Maybe it’s the Minimalism Bug. Maybe its the cost of postage. Maybe its the fact that everything feels so transparent on Facebook. Maybe I want my $500+ back. This year, I’m driven to change the paradigm around holiday cards.
So, I have decided to try something. We’ll call this a pilot program. if you’re on our list this year, you’ll be getting an email from me with our new address and a simple question – do you want to receive a holiday card from our family? I am going to print a handful of our stunning family photos (stay tuned for a post about these) using Social Print Studio. They make it so easy to love them with their adorable square prints and easy ordering app. The upside to ordering these is that I can use them throughout the year. I usually keep a dozen or so prints on hand of the kids, and I include them in thank you notes throughout the year. If a holiday card with a photo is something you cherish, nothing would make me happier than dropping one in the mail with a handwritten card. It may take me until February, but hey, that’s life. I would rather send 15-20 cards with intention than blanket my mailing list this year.

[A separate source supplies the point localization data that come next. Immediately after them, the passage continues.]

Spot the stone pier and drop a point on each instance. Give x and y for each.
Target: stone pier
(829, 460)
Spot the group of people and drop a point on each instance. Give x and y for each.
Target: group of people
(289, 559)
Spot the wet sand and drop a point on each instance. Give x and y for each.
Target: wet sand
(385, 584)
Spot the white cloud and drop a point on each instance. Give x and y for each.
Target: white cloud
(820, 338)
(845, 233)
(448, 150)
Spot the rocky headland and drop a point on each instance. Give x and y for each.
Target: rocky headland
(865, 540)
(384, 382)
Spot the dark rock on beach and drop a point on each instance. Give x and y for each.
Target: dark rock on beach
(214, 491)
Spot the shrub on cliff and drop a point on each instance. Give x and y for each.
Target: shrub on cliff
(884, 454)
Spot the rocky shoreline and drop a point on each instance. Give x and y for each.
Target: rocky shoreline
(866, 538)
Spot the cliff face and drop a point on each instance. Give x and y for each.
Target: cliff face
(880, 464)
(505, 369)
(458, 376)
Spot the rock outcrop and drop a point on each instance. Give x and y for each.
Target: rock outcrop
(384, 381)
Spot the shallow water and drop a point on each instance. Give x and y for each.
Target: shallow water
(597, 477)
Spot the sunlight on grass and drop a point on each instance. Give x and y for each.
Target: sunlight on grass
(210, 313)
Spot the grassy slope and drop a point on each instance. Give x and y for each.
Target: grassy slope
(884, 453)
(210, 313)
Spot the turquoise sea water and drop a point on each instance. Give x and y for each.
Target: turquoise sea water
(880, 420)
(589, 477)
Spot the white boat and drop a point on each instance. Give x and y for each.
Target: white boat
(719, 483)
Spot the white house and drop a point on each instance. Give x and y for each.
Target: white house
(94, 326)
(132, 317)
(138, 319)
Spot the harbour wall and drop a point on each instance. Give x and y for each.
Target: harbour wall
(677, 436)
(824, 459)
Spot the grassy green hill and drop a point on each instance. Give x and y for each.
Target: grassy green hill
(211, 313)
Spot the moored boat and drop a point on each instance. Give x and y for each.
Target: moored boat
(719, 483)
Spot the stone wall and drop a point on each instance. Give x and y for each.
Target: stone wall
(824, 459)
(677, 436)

I realize that this will be controversial. Still, I want the world to know that I will love receiving a holiday card from you if it brings you joy to send one to me, or if it’s a tradition that is special to you. I’ll open each one with joy, show them to the kids at night, tell a funny story about that one time I beat you in a push-up contest, and display them until New Years Day. I wish I was the sentimental kind when it comes to cards and paper, but I’ve learned after years of saving things that I rarely look back at such items. My kids routinely find their art in the trashcan and pick it out and approach me tearily, so please don’t take it personally that your card will only be displayed for a few weeks.
I’m going to try something new, and see how it makes me feel. Maybe I’ll hear from more folks this year that they really missed our card. We will see what happens with this experiment. In the end, I’m writing this to say that I hope that the act of sending your holiday cards (or not sending them, or sending an email, or whatever your tradition maybe) brings you joy. I simply can’t pretend that mine do anymore.